Elementar- und Primarbereich unterliegen in Deutschland derzeit einem starken Wandel: Kindertagesstätten werden zunehmend als Bildungseinrichtungen verstanden, in ministeriell erarbeiteten Bildungs- und Erziehungsplänen werden Elementar- und Primarbereich integriert betrachtet und zu Kooperation und gemeinsamer Verantwortung für die Bildungsprozesse der Kinder verpflichtet.

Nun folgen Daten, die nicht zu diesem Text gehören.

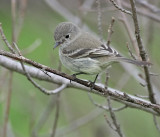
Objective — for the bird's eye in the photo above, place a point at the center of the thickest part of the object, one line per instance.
(67, 36)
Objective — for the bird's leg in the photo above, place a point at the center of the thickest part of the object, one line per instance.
(93, 83)
(74, 75)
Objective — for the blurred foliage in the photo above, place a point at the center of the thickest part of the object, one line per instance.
(28, 103)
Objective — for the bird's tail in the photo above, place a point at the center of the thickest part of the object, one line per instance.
(136, 62)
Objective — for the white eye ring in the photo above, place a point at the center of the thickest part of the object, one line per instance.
(67, 36)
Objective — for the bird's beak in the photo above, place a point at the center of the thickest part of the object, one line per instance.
(56, 45)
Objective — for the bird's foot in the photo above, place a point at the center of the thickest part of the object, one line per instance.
(91, 85)
(74, 77)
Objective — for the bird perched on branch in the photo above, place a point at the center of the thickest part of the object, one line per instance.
(83, 53)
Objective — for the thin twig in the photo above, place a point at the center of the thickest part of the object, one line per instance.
(105, 107)
(8, 103)
(130, 52)
(119, 8)
(44, 116)
(148, 5)
(110, 31)
(156, 123)
(98, 88)
(56, 116)
(5, 40)
(141, 96)
(117, 126)
(99, 19)
(142, 52)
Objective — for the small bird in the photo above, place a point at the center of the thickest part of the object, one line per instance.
(83, 53)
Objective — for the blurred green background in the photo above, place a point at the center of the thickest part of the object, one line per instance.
(28, 104)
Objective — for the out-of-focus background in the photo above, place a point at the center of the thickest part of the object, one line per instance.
(31, 112)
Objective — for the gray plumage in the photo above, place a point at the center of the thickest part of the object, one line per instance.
(82, 52)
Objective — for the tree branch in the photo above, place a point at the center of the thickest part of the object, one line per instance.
(142, 51)
(62, 78)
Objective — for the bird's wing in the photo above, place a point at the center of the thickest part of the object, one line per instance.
(91, 48)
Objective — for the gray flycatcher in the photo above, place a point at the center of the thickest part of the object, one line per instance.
(83, 53)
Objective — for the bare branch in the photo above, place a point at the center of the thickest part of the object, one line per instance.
(8, 103)
(156, 123)
(130, 52)
(105, 107)
(117, 95)
(5, 40)
(119, 8)
(114, 119)
(99, 19)
(148, 5)
(33, 82)
(110, 31)
(142, 52)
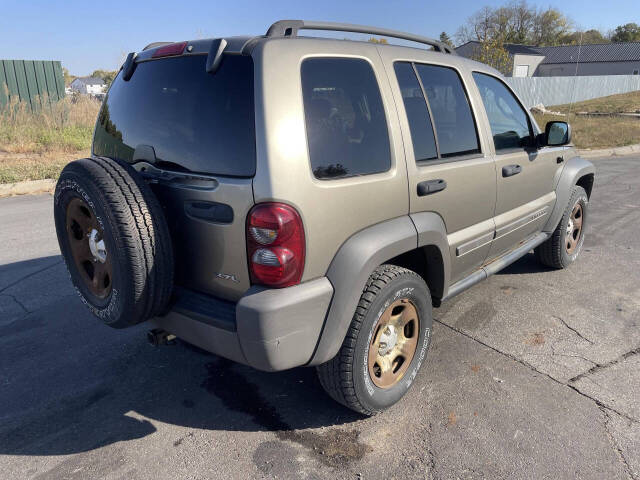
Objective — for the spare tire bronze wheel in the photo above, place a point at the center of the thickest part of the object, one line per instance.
(386, 343)
(88, 248)
(115, 241)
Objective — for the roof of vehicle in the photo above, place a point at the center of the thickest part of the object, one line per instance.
(287, 30)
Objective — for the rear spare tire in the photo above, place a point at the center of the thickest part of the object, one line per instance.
(115, 241)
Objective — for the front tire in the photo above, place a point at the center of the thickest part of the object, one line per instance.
(385, 345)
(565, 244)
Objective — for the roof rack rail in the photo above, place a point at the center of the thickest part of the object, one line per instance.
(289, 28)
(156, 44)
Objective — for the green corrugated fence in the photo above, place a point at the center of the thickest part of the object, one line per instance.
(30, 81)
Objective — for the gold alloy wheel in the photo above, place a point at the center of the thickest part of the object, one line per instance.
(574, 228)
(394, 343)
(86, 240)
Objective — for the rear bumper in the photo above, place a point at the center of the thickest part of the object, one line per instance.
(268, 329)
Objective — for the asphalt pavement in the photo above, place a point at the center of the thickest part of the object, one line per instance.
(531, 374)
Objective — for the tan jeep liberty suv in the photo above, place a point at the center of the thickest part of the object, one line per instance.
(288, 201)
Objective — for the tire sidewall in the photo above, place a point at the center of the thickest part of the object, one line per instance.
(580, 196)
(374, 398)
(74, 185)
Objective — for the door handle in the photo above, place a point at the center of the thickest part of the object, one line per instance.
(511, 170)
(431, 186)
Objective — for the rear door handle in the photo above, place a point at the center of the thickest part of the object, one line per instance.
(511, 170)
(431, 186)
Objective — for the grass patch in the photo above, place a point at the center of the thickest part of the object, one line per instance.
(37, 145)
(597, 132)
(64, 126)
(20, 167)
(621, 103)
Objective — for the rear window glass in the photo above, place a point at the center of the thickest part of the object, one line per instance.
(346, 125)
(194, 120)
(455, 126)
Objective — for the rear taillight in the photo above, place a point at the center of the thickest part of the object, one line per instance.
(275, 245)
(171, 49)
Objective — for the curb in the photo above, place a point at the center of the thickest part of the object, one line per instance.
(618, 151)
(27, 188)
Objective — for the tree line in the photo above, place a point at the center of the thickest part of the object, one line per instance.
(521, 23)
(518, 22)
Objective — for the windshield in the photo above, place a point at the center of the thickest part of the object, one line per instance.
(193, 120)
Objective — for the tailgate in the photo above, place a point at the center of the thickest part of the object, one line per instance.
(206, 217)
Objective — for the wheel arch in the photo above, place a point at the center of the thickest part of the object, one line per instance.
(398, 239)
(577, 171)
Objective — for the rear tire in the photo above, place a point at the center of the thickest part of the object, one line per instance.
(115, 241)
(351, 378)
(563, 247)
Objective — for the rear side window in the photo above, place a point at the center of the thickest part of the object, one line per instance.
(346, 126)
(194, 120)
(424, 142)
(509, 122)
(454, 123)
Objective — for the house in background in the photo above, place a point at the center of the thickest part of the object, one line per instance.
(88, 85)
(568, 60)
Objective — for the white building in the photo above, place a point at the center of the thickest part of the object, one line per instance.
(568, 60)
(88, 85)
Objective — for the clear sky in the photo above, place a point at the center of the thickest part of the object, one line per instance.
(90, 34)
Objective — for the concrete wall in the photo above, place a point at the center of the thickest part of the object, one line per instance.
(562, 90)
(594, 68)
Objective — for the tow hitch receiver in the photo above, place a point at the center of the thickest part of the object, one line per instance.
(157, 337)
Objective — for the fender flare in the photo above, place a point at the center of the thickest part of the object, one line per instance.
(574, 169)
(350, 269)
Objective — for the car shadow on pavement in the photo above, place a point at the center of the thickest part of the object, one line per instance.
(526, 264)
(70, 384)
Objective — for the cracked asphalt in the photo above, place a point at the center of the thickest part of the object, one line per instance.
(531, 374)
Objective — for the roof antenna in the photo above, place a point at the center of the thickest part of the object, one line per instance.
(575, 77)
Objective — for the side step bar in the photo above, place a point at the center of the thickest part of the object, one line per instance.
(497, 265)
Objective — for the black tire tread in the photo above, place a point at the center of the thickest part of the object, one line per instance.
(336, 375)
(550, 252)
(143, 231)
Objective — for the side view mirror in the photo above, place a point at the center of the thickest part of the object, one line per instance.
(557, 134)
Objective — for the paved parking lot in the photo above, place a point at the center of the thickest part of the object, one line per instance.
(531, 374)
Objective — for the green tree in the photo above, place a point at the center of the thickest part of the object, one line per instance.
(629, 32)
(549, 27)
(588, 36)
(106, 75)
(68, 78)
(492, 52)
(444, 38)
(516, 22)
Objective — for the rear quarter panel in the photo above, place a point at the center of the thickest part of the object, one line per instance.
(331, 210)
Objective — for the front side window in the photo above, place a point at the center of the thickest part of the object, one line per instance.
(346, 126)
(454, 123)
(509, 122)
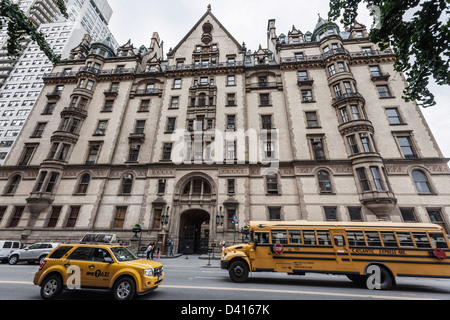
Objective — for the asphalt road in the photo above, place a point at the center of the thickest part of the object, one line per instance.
(193, 279)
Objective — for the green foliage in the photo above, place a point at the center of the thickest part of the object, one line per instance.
(420, 42)
(19, 28)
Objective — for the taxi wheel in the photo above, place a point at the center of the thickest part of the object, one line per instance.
(238, 271)
(13, 259)
(124, 289)
(51, 287)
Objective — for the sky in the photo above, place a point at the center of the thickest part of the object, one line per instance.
(246, 20)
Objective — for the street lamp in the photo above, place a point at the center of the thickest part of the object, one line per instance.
(219, 217)
(165, 217)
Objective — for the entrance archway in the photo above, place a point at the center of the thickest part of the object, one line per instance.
(194, 232)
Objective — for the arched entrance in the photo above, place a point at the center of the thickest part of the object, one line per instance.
(194, 232)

Fast alle Bundesländer haben in den vergangenen Jahren die Einschulungsverfahren neu geregelt und die Schulanfangsphase (partiell) flexibilisiert, um Rückstellungsquoten zu senken und Fördermaßnahmen rund um die Einschulung zu stärken.
In Hessen (wie auch in anderen Bundesländern) gestaltet sich das Einschulungsverfahren zunehmend komplexer und involviert unterschiedliche (professionelle) Akteursgruppen. Im Spektrum der Bundesländer verfügt Hessen wie die meisten anderen Bundesländer über beide Optionen – ‚traditionelle’ Einschulung und flexible Schuleingangsstufe –; im Bereich der Rückstellungsregelungen repräsentiert Hessen die größte Ländergruppe, die Rückstellungen (in Vorklassen) nach wie vor aus unterschiedlichen Gründen ermöglicht.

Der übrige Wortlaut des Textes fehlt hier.